Identification Of Mutations In Distinct Regions Of P85 Alpha In Urothelial Cancer

Bladder cancers commonly show genetic aberrations in the phosphatidylinositol 3-kinase signaling pathway. Here we have screened for mutations in PIK3R1, which encodes p85 alpha, one of the regulatory subunits of PI3K. Two hundred and sixty-four bladder tumours and 41 bladder tumour cell lines were screened and 18 mutations were detected. Thirteen mutations were in C-terminal domains and are predicted to interfere with the interaction between p85 alpha and p110 alpha. Five mutations were in the BH domain of PIK3R1. This region has been implicated in p110 alpha-independent roles of p85 alpha, such as binding to and altering the activities of PTEN, Rab4 and Rab5. Expression of these mutant BH-p85 alpha forms in mouse embryonic fibroblasts with p85 alpha knockout indicated that all forms, except the truncation mutants, could bind and stabilize p110 alpha but did not increase AKT phosphorylation, suggesting that BH mutations function independently of p110 alpha.
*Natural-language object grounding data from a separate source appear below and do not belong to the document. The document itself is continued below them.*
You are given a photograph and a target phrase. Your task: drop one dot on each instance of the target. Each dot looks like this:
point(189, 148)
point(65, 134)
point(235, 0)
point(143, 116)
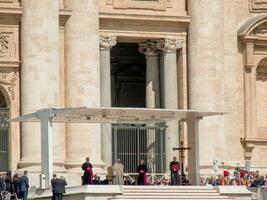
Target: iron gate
point(130, 143)
point(4, 130)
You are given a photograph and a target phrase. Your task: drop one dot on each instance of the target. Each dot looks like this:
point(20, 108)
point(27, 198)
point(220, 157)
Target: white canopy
point(114, 115)
point(48, 116)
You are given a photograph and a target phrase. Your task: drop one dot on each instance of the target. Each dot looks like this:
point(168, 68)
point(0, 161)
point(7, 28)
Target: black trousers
point(175, 178)
point(57, 196)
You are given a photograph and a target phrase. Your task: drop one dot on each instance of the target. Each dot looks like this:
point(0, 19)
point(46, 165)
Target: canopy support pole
point(45, 117)
point(193, 154)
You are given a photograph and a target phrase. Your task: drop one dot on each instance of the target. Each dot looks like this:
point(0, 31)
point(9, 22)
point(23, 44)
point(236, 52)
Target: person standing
point(142, 170)
point(60, 188)
point(15, 185)
point(87, 167)
point(53, 185)
point(118, 173)
point(8, 183)
point(24, 185)
point(174, 168)
point(2, 185)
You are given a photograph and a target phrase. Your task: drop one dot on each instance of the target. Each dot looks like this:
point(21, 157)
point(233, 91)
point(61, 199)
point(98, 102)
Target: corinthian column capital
point(107, 42)
point(149, 48)
point(169, 45)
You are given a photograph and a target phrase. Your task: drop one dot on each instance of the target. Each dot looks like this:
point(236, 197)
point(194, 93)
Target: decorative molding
point(169, 45)
point(4, 44)
point(107, 42)
point(8, 79)
point(149, 48)
point(248, 145)
point(160, 5)
point(258, 5)
point(64, 15)
point(9, 50)
point(6, 1)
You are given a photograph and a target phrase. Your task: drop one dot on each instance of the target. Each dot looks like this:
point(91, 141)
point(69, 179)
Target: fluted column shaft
point(169, 49)
point(39, 72)
point(82, 81)
point(206, 73)
point(106, 43)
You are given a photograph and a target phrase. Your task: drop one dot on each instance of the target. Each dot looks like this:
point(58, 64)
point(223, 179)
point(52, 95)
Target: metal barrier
point(151, 177)
point(4, 132)
point(130, 143)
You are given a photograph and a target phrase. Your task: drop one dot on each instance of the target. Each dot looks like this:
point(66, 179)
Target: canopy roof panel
point(114, 115)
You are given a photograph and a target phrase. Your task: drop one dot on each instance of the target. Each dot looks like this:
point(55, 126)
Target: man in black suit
point(174, 168)
point(24, 185)
point(2, 185)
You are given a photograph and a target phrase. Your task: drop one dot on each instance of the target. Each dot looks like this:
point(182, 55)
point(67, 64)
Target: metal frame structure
point(48, 116)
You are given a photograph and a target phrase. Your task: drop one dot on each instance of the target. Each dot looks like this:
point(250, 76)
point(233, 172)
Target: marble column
point(169, 49)
point(206, 75)
point(39, 74)
point(152, 73)
point(193, 153)
point(82, 83)
point(106, 43)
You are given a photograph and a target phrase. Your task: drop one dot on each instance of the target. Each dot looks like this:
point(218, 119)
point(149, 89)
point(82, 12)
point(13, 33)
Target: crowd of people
point(116, 176)
point(237, 177)
point(15, 187)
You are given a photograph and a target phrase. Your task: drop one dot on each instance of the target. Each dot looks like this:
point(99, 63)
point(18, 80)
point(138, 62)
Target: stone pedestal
point(82, 82)
point(106, 43)
point(39, 75)
point(169, 49)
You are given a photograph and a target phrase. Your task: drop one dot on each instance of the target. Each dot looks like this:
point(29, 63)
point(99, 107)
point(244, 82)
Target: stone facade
point(200, 55)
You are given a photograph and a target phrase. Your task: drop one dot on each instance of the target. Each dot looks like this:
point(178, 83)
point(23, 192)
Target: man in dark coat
point(175, 167)
point(142, 170)
point(60, 188)
point(24, 185)
point(8, 182)
point(2, 185)
point(53, 185)
point(15, 185)
point(88, 172)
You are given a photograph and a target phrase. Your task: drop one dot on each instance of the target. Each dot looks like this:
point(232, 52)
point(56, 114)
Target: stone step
point(170, 191)
point(170, 194)
point(168, 187)
point(173, 197)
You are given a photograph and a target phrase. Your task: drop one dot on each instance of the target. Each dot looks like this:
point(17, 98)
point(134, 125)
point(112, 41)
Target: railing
point(151, 177)
point(134, 142)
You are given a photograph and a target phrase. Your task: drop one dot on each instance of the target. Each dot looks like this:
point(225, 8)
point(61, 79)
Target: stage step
point(169, 192)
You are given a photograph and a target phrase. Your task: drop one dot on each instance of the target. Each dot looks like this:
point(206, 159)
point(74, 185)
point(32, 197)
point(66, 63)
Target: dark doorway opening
point(128, 76)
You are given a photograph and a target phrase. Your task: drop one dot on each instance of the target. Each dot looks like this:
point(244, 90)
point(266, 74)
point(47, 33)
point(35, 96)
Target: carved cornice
point(169, 45)
point(261, 72)
point(11, 13)
point(8, 79)
point(4, 44)
point(258, 5)
point(107, 42)
point(135, 4)
point(149, 48)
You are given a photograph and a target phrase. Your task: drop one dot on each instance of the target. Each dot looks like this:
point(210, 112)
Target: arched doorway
point(4, 134)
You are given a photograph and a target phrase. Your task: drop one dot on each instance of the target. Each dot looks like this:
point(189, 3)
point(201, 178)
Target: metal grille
point(134, 142)
point(4, 130)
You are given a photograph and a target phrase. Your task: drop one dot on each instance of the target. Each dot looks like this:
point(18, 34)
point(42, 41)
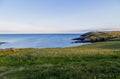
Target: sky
point(58, 16)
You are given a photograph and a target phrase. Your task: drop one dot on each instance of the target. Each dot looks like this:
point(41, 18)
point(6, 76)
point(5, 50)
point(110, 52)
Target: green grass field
point(94, 61)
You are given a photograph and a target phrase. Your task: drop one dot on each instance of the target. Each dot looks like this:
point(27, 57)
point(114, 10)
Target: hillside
point(98, 36)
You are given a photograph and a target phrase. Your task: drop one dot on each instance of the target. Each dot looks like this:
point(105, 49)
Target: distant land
point(98, 36)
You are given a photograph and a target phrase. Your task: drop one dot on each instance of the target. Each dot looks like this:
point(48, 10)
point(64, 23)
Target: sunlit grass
point(94, 61)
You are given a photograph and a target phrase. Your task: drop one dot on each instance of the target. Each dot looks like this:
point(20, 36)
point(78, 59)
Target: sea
point(38, 40)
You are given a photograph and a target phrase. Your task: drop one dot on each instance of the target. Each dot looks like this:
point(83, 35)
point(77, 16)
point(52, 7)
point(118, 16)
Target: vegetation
point(95, 61)
point(100, 60)
point(98, 36)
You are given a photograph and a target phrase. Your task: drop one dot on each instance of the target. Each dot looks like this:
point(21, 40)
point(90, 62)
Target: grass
point(94, 61)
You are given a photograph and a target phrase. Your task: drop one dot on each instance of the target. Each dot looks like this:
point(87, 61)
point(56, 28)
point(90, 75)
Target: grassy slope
point(95, 61)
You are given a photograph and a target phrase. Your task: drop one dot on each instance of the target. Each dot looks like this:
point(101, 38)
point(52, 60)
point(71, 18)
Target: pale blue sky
point(58, 16)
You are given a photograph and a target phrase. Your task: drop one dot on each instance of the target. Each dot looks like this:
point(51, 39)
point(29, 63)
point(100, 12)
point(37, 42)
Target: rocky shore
point(98, 36)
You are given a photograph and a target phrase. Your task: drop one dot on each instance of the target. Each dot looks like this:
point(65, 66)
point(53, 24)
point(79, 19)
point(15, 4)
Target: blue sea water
point(38, 40)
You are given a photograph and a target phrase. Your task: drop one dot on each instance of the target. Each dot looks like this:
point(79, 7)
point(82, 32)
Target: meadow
point(94, 61)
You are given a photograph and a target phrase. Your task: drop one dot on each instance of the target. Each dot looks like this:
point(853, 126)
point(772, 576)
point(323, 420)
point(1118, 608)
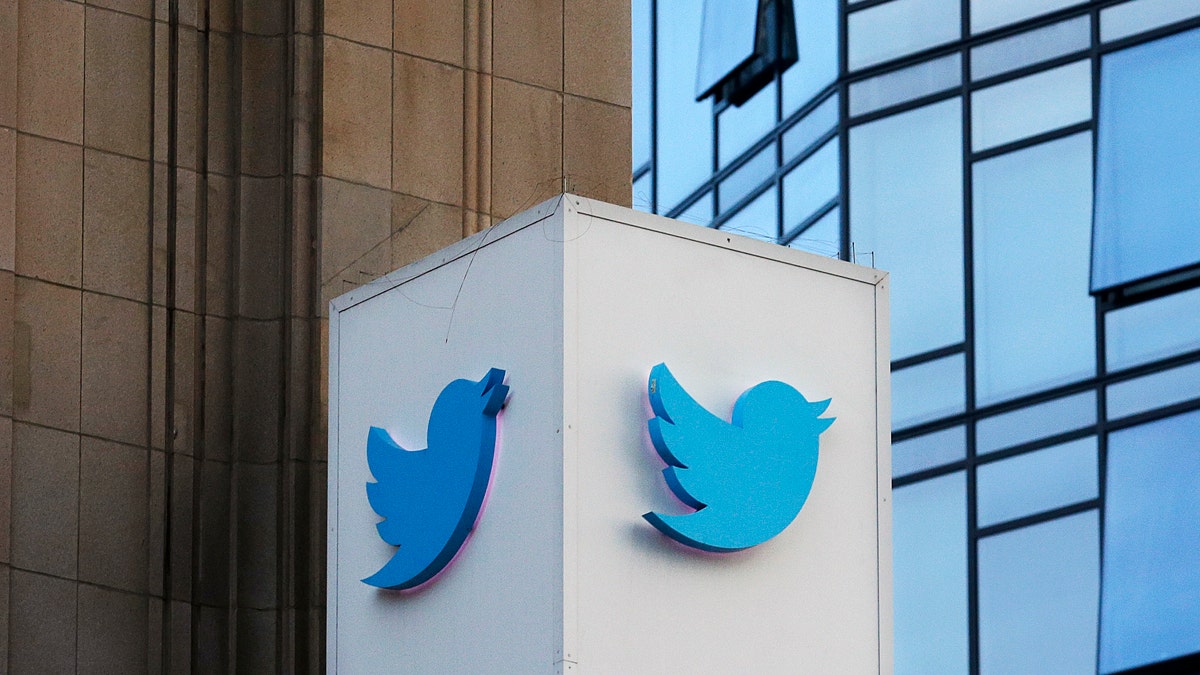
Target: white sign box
point(577, 300)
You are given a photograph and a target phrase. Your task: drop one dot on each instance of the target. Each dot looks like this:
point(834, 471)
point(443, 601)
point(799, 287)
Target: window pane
point(1031, 423)
point(928, 392)
point(1152, 330)
point(700, 213)
point(684, 126)
point(1031, 105)
point(823, 237)
point(899, 28)
point(757, 219)
point(748, 177)
point(805, 132)
point(810, 185)
point(816, 39)
point(726, 39)
point(642, 192)
point(987, 15)
point(906, 207)
point(1147, 171)
point(906, 84)
point(1036, 482)
point(929, 556)
point(1031, 47)
point(741, 127)
point(1039, 596)
point(1144, 15)
point(1035, 320)
point(641, 40)
point(1151, 604)
point(1153, 390)
point(929, 451)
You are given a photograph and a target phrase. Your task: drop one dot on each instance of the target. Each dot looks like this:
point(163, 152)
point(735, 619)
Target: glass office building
point(1029, 172)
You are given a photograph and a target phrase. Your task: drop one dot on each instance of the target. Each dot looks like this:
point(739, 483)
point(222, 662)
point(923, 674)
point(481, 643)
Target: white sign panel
point(546, 536)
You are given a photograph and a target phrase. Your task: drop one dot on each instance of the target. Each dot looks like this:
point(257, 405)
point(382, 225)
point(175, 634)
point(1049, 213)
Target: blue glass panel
point(929, 553)
point(906, 208)
point(1035, 320)
point(759, 219)
point(1031, 423)
point(905, 84)
point(726, 39)
point(1135, 17)
point(823, 237)
point(816, 40)
point(1147, 171)
point(642, 192)
point(1035, 482)
point(684, 126)
point(929, 451)
point(642, 84)
point(901, 27)
point(701, 211)
point(1155, 390)
point(1031, 105)
point(814, 125)
point(742, 127)
point(928, 392)
point(1151, 596)
point(1039, 596)
point(1031, 47)
point(810, 185)
point(748, 177)
point(987, 15)
point(1152, 330)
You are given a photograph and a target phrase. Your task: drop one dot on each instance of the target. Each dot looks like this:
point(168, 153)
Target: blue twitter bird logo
point(748, 478)
point(430, 499)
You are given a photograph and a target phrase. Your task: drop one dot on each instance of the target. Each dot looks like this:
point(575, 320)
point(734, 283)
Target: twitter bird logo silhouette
point(430, 499)
point(747, 478)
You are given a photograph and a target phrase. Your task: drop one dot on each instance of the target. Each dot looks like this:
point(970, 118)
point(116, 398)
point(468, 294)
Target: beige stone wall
point(184, 184)
point(443, 118)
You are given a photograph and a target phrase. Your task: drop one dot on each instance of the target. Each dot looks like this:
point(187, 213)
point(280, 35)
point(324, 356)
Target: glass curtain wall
point(1027, 171)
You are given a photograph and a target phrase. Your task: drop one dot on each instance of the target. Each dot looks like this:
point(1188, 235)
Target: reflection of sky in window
point(1152, 330)
point(816, 30)
point(1147, 161)
point(1031, 105)
point(929, 451)
point(757, 220)
point(811, 184)
point(987, 15)
point(927, 392)
point(1035, 320)
point(726, 39)
point(898, 28)
point(1151, 596)
point(1031, 47)
point(741, 126)
point(823, 237)
point(906, 207)
point(641, 42)
point(1038, 597)
point(1036, 482)
point(929, 556)
point(685, 126)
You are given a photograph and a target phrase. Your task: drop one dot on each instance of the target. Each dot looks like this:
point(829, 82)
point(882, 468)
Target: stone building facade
point(184, 185)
In a panel of 44 bladder tumour cell lines, 80% had reduced PIK3R1 mRNA expression relative to normal urothelial cells. This, along with mutation of PIK3R1, may alter BH domain functioning. Our findings suggest that mutant forms of p85 alpha may play an oncogenic role in bladder cancer, not only via loss of ability to regulate p110 alpha but also via altered function of the BH domain.